There’s a lot of irony with Christian symbols like the cross. We see crosses in so many places. They are obviously in churches, but are also around our necks, printed on bumperstickers and shirts, or used in Facebook posts. We might even see the cross symbol so often that it may even lose meaning.

In Jesus’ time the cross was anything but a hopeful symbol. Political prisoners and the worst kinds of criminals often had the fate of crucifixion on a cross. The Romans often left these victims of capital punishment hanging in public (even after dying) in order to strike fear into the population.

If we keep this historical background in mind, having a cross necklace around your neck today is basically like having a guillotine or electric chair! It was literally a tool of death used frequently by the Roman empire.

But this reveals to us one of the radical, profound truths of Easter. Of all things, a cross actually can give hope. Instead of being a symbol of death, the gospel subverts its meaning to illustrate how God operates. Here’s how Colossians 1:19-23 puts it:

19 For God was pleased to have all his fullness dwell in him,20 and through him to reconcile to himself all things, whether things on earth or things in heaven, by making peace through his blood, shed on the cross.

21 Once you were alienated from God and were enemies in your minds because of your evil behavior. 22 But now he has reconciled you by Christ’s physical body through death to present you holy in his sight, without blemish and free from accusation— 23 if you continue in your faith, established and firm, and do not move from the hope held out in the gospel.

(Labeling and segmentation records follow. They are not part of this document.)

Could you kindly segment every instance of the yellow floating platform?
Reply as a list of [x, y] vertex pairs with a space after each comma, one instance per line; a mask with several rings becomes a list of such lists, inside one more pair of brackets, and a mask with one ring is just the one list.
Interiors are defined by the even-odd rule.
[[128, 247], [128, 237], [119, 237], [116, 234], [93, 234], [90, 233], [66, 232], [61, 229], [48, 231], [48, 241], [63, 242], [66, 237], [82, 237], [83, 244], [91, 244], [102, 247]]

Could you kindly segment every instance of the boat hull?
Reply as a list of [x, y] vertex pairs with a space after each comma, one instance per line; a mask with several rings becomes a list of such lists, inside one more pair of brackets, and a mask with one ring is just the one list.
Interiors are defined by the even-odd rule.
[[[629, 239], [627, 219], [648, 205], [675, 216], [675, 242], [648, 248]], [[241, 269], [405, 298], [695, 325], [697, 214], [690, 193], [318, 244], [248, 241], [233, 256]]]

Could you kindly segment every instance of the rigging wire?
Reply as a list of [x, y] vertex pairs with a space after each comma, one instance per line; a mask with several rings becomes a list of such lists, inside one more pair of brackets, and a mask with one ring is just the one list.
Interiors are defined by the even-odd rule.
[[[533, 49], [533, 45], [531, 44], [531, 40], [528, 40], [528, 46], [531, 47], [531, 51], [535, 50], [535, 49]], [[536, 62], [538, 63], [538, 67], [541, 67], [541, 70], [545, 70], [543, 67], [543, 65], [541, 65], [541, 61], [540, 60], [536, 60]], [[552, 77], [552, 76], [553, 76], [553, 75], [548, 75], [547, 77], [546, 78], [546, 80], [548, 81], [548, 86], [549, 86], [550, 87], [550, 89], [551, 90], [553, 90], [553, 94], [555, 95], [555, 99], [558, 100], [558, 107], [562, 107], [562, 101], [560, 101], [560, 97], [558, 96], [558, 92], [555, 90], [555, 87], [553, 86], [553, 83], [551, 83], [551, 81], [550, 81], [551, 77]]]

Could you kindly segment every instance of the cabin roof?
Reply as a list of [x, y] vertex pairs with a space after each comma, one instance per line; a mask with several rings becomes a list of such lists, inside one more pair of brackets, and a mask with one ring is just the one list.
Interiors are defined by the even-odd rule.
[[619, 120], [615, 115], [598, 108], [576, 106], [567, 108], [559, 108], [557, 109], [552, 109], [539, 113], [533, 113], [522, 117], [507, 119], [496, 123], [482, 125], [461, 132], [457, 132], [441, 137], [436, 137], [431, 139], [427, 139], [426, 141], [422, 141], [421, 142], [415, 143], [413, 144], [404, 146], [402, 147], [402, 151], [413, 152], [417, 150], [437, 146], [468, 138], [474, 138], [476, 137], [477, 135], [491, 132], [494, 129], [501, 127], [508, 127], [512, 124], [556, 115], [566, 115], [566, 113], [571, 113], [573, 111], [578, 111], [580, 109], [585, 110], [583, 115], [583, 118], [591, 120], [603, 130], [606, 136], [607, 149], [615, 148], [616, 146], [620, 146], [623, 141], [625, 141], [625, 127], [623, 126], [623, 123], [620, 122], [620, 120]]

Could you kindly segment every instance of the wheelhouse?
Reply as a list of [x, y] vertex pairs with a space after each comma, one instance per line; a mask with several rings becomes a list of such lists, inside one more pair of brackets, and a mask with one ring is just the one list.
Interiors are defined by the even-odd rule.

This is the gospel that you heard and that has been proclaimed to every creature under heaven,and of which I, Paul, have become a servant.

Notice the subversive, paradoxical language of Colossians. God made peace through blood shed on the cross, a tool of state-sponsored violence. Peace came about through the horrific events of Good Friday. Easter morning gave humanity the gift of salvation and hope for a better future–both life here and now, as well as what happens after we die. We too can be raised into new life because of Christ.

God used the violence of the cross to bring about peace. In other words, Jesus took the worst humanity had to offer (humiliation, injustice, violence, crucifixion, etc.) and brought about salvation from it. The good news of Easter is that God took the sinfulness of the world and brought about salvation. God took a cross and brought about everlasting hope.